La musique trash et rock de Vincent Posty sur laquelle vient se poser l’action est une sorte de grille pour les danseurs. Une sorte de tapis, dont ils connaissent les principales couleurs, mais dont ils peuvent, selon l’inspiration du moment, réinventer les motifs. Cet endroit muséal rajoute à «Crash Roar Din» de la  «CIE Somebody» une dimension supplémentaire. Ces corps dans l’espace, parfois très près du public et non pas sur une scène, sont une expérience d’un genre nouveau. Pendant les passages, où les danseuses et danseurs gèlent leurs mouvements pour un court instant, ils se transforment en sculptures. En grimpant ils deviennent acrobates, le chant en fait des chanteurs.
Marjorie Burger-Chassignet, Sébastion Dupré et Galaad le Goaster arrêtent le temps. Grâce à leurs mouvements, leurs réflexions sur eux-mêmes et leurs réactions par rapport aux autres, ils gagnent les faveurs du public pendant cette performance. Ils réussissent à l’emmener dans leur monde à eux, un monde qui ne cherche pas à manipuler les pensées. Ce monde les laisse plutôt couler, telle une chorégraphie. Toujours neuve, toujours différente, toujours autodéterminante et toujours aimable – voilà comment on pourrait imaginer la vie idéale !

Guillaume Desanges

Guillaume Desanges (c) Frac Lorraine


Guillaume Desanges avec son «Histoire de la Performance en 20 minutes» a clôturé cette succession d’actions artistiques organisées dans le cadre du «Festival nouvelles» au FRAC à Selestat.

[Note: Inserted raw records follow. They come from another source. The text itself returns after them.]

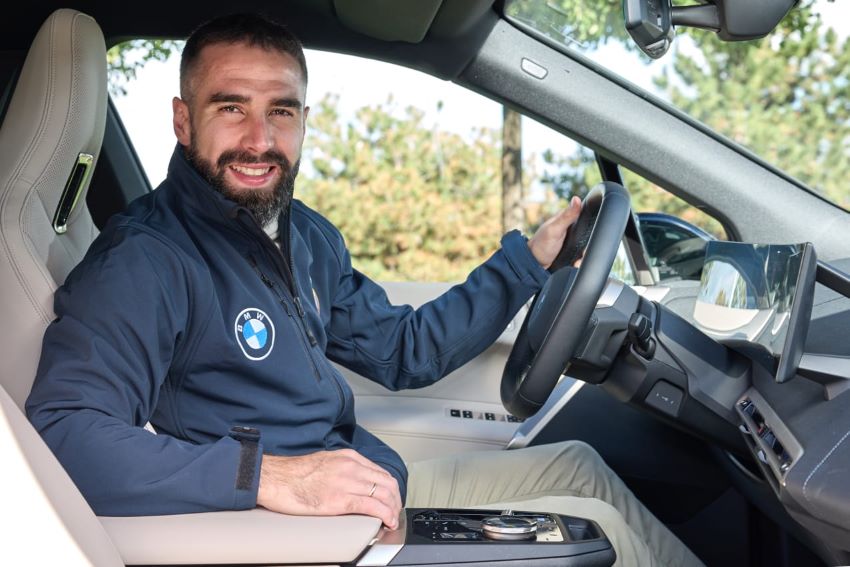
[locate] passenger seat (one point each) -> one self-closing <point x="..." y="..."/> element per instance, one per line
<point x="49" y="144"/>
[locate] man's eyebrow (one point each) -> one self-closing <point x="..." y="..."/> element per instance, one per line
<point x="227" y="97"/>
<point x="285" y="102"/>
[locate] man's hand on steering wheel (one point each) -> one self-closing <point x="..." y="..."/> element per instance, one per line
<point x="549" y="238"/>
<point x="559" y="314"/>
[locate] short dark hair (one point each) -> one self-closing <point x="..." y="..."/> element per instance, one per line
<point x="253" y="29"/>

Desanges qui a trouvé un partenaire génial en la personne de Frédéric Cherboeuf, explique au cours d’une lecture, que l’histoire de la performance peut être divisée en dix gestes. Pour l’occasion, le critique d’art et conservateur d’exposition s’est glissé dans le rôle de l’acteur – même si ce n’était que celui d’un lecteur. Cherboeuf en revanche a traduit le tout en un langage du corps. Desange cherchait à en donner l’image. En préambule, conforme au mouvement postmoderne, Desange a fait le constat qu’il n’y avait rien que l’on n’aurait pas déjà dit ou montré. Malgré cela, il réussit à ajouter une nouvelle dimension à ce «déjà vu et déjà entendu». Et cela se passe coup sur coup : Desanges fait exprimer par le corps de Cherboeuf  (sauter contre un mur ou se coucher à travers une table de lecture) des actions de Bruce Nauman, en passant par Niki de ST.Phalle, Vito Acconi et beaucoup d’autres jusqu’aux actionnistes viennois Otto Mühl et Günter Brus. Pour «transcrire» l’action de tir de couleurs de Niki St. Phalle, le mouvement est gelé dans la position que l’on adopte quand on tire à la carabine. L’action fécale d’Otto Mühl est symbolisée par une pose accroupie comme celle que l’artiste avait adoptée devant la caméra qui l’a filmé en train de faire ses besoins. La performance de Guillaume Desanges est tout à fait dans l’aire du temps et se sert de nouveaux moyens créatifs pour maîtriser le passé. Comme déjà Prinz/Gholam ou Nicolas Boulard l’ont fait avant lui, il a montré qu’il y également à ce stade de la production d’histoire de l’art, pour le dire simplement, des moments et des approches où les artistes ne tombent pas dans des éclecticismes pures, mais les manipulent plutôt très sciemment et du coup les enrichissent de nouvelles idées créatives.

Malgré le niveau intellectuel très élevé des productions artistiques,  les artistes ont réussi à toucher le public avec leurs actions. Grâce notamment à la dimension ironique présente, à un degré différent, dans chacune des trois productions.

Une après-midi réussie, qui, grâce à des actions bien accordées les unes par rapport aux autres, a donné envie d’en savoir plus sur l’art contemporain.

J’aurais presque oublié le « Bring », où tous les participants ont apporté quelque chose à manger. La nourriture a été mise à disposition de tout le monde sous forme d’un immense buffet : C’était un énorme succès! Une initiative recommandée et recommandable, surtout par les temps qui courent, où les mesures de restrictions budgétaires concernant la culture sont de mise!